The family migration is “done” when:

A. All non-deferred fixtures are green on the monorepo HEAD — that is T1–T7, T9, T10, T11, T12, T12b, T13, T14, T15, T16, T17, T18, T18b, T19, T20, T21, T22, T23. T8 is SKIPPED via status: deferred.

B. One marketplace.json at the monorepo root publishes three plugins (helix-library, helix, helix-infra) and a fresh user environment can install each via the documented commands. T13 (or, if T13 fails, T20/T21) is the install gate.

C. The bench gate in CI (PR5) runs the fixture suite on every commit to main, archives transcripts on failure, and a red bench blocks merge to a release branch.

The previous FINAL §6 acceptance list (9 items) is now subsumed by A–C; the fixture suite is the executable spec for those nine items.


7. Open questions for the user

  1. Contract A vs contract B for stale-doc validation (T14). Fixture commits to contract A: validator emits a non-fatal warning on stale docs, enforces new authoring against the upgraded shape. Is that the right call? Contract B (error on stale) is a one-line fixture flip and a sterner deprecation cycle. The FINAL plan §4 risk #3 mentioned a “deprecation-window protocol” but did not pin warn-vs-error for pre-existing docs.

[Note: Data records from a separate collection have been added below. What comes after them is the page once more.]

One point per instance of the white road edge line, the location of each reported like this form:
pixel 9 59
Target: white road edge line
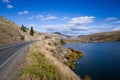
pixel 9 46
pixel 11 57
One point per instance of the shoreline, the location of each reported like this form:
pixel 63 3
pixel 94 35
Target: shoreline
pixel 57 55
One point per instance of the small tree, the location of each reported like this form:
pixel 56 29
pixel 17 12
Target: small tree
pixel 31 31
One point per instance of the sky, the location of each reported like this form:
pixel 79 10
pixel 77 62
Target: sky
pixel 70 17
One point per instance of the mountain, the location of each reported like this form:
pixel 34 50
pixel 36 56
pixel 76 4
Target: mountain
pixel 11 32
pixel 98 37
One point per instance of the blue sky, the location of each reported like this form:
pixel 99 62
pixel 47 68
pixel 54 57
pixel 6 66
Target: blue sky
pixel 72 17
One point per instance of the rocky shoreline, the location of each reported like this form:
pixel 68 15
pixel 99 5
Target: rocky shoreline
pixel 57 55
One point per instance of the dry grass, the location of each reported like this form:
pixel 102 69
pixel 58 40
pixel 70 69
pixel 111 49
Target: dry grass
pixel 41 65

  2. Whether to land the skills/_data workaround pre-emptively in PR1. Two paths:

    • (a) Land PR1 with plugin.json lacking skills:; if T13 fails, land PR1.1 to add the workaround.
    • (b) Land PR1 with the workaround already in place; T13 becomes a positive test of “Claude Code accepts plugin.json with no skills” only if we revert PR1.1 in a future PR. Recommendation: (a). Cheaper if T13 passes (likely); the fixture spec is unambiguous either way.
  3. PR4 ordering — DDx bead schema migration. The FINAL plan had Phase D0 land BEFORE methodology migration. With the monorepo we can keep that order (PR4 → PR5 → PR6) or interleave (DDx bump in PR1 alongside the reorganization). Current plan keeps Phase D0 in PR4 for clarity. Worth confirming if there’s a preference for bead-schema-first.

  4. Should slash-namespace policy land as an ADR in v1? The collision risk is real but the design today is silent. Authoring an ADR + fixture in v1 adds ~3h. Defer to v1.1 is the current plan; reverse if slash-command UX is a v1 acceptance item for the user.